Base R - match

Author
Published

March 14, 2024

I’ve sort of rediscovered base R’s match() function recently, so I figured I’d add a page here about it.

Per it’s documentation, match “returns a vector of the positions of (first) matches of its first argument in its second.”
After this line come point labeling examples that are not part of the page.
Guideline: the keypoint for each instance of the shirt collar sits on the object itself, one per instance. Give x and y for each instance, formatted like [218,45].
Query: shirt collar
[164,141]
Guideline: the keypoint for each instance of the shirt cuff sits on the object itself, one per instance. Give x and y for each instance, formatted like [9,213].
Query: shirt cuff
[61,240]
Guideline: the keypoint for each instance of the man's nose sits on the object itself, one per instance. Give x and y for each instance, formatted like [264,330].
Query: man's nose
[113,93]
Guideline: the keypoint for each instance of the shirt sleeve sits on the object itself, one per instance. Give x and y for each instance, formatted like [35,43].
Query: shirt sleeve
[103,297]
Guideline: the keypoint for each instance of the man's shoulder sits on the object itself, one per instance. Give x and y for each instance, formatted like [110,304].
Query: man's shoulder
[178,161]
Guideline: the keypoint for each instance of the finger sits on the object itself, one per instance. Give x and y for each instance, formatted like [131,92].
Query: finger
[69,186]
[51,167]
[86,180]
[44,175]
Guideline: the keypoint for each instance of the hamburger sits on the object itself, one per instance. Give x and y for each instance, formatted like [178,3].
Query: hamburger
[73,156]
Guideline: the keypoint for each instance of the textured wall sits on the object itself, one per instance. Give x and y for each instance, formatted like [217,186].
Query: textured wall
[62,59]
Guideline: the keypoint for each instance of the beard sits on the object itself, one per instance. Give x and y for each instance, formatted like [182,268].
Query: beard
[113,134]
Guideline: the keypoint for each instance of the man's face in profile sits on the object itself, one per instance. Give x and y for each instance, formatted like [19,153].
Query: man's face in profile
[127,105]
So let’s illustrate this with the following data:

x <- 1
y <- c(2, 3, 4, 1, 5)

#we expect this to return 4 -- the index of the value 1 in y
match(x, y)
[1] 4

And if x contains multiple elements, it does the same thing for each element:

x <- 1:2

match(x, y) 
[1] 4 1

And if y contains repeats of the same element, we still just get the first match:

y <- c(y, 1) 

match(x, y)
[1] 4 1

The cool thing for me here is what we can use this for replacements.

The following code:

  1. draws x, 100 samples (with replacement) from a uniform distribution 1:10;
  2. determines k, the number of unique values in x;
  3. draws y, which is k samples from LETTERS (a vector containing all capital letters);
  4. creates a new vector, x_replace that replaces each unique value in x with a corresponding value of y. If we truly wanted to replace x, we would just assign this last result to back to x
set.seed(0408)
n <- 100
x <- sample.int(10, size = n, replace = TRUE) 
k <- length(unique(x))
y <- sample(LETTERS, k, replace = FALSE)

x_replace <- y[match(x, unique(x))]

And to show that this does what we think, let’s look at the first 10 values of x:

x[1:10]
 [1] 10  9  9  8  7  1  1  5  5  3

as well as the first 10 values of x_replace:

x_replace[1:10] 
 [1] "S" "W" "W" "L" "K" "U" "U" "E" "E" "C"

and we can see that “S” corresponds to 10, “W” corresponds to 9, “U” corresponds to 1, etc.